Monday, September 19, 2005

failure finder (or auto tests ++)

After I started writing autotests I began to noticed that I was still having bugs found in those classes that I had autotested. Every time a new bug was found I spent a fair amount of time trying to determining why my autotests hadn't found it. In the end I concluded that autotests can only get you so far because I wont think to call x(), y(), y(), y(), x() in my autotest even though I did happened to test x(), y(), x(). I can only comprehend a limited set of all permutations of interactions.
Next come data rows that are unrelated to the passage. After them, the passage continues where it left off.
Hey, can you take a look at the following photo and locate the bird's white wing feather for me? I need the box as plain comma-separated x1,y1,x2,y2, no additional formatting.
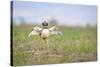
49,26,63,35
28,26,42,37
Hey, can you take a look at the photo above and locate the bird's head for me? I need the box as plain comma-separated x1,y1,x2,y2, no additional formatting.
42,21,48,26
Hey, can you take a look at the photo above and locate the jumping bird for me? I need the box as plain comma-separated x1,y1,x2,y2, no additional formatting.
28,21,63,40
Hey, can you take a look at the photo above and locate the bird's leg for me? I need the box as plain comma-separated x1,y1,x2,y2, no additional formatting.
43,38,47,43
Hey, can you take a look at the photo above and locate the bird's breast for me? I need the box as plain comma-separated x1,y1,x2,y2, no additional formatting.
41,29,49,37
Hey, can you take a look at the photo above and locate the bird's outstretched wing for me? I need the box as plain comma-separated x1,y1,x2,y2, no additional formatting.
49,26,63,35
28,26,42,37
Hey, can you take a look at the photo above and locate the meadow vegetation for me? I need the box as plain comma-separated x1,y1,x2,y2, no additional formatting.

To automatically find some of these pairs would be set up. The first half of each pair is actions and the second set are verifiers.
For every action there is a verifier of the "state of the world" as known by that action. For example if you have the following functions:

size();
setSize(x) { last = first + x; mySize = x;}
int mySize;

The action is setSize(x) and the verifier confirms that size() will return last() - first(). With this pair you are then able to randomly verify and set things. Somewhat similar to how you generate genetic algorithm. Once you find a failure you simply perform the same genetic algorithm search, but this time the goal is the smallest set of operations that can still reproduce the failure.
Then when you add function

clear() { last = 0; first = 0; }

the test would find a bug very quickly.

Sunday, May 15, 2005

SimAdmin

icefox: Do you think people would want an SimAdmin game?
blarf2: hrm could I possibly be going deaf
icefox: Place computers, wire them up, add servers, backup servers, switches
icefox: Disaster! virus struck
icefox: Disaster! ISP went bankrupt and you don't have a reduntant backup!
icefox: Congradulates: your company has propered and is adding a call center. Add 100 terminals.
icefox: Warning: users on floor two are complaining about slow network speed
icefox: Disaster: A user has plugged in a cable from network a to network b no data is transfering, find cable and cut
icefox: The possiblities are endless
blarf2: icefox: sounds like something I wouldn't play, but it could be a fun way to create or abuse some sim game framework

Thursday, May 5, 2005

3D Programming IDE

It might be interesting to have a 3D environment be a programming world where each room/area would contain one statement of code.

Variable could be in game items.

  • type int- Coins/Bills
  • type string - Scroll/Books
  • type float - Water/Wines/Drinks


There are two aproches you could take with this idea. The first would be to have each room already defined and by playing the game you would in essance debugging and editing the application so you can complete the level.

Here is a sample level in crud ascii.

[foo=Hello World]
|
[print foo]
|
[a = 10]
|
[if a == 10] - [ a = 1]
|
[print a]
|
[while a != 10] - [ ]
|
[Exit]


A walkthrough of this level:

You enter the first room and there is a scrool on the floor which you pick up. The scroll says "Hello World" on it. There is a door in front of you. You walk through the door into the second room. On the wall above a door it displays "Hello World". You walk through the door and get 10 coins. Moving into the next room it has two doors. You turn and go into the room on your left. You get zapped and are left with one coin. Going back you go in the other room where it has on the wall "1". The next room has a open door and a closed door. The open door leads to a empty room. Confused you go back a few rooms and get ten more coins and then continue to the last room where the door to the exit is now open.

This way of using the ide is much more game orianted.

The second idea would be that you would be dropped off in a empty room. There would be a console type interface where you can modify the room. You can make that room do anything you want, but it can only do one statement. The room could contain coins or a jug of wine (w = 10.2) for example. Once the room gets a statement then one or more doors will appear. You can then go into the next room and modify it. When exiting the "ide" it would leave a level.c file that can compile and run with any normal compiler.

It might be interesting to open existing source in this environment to see how lost you get.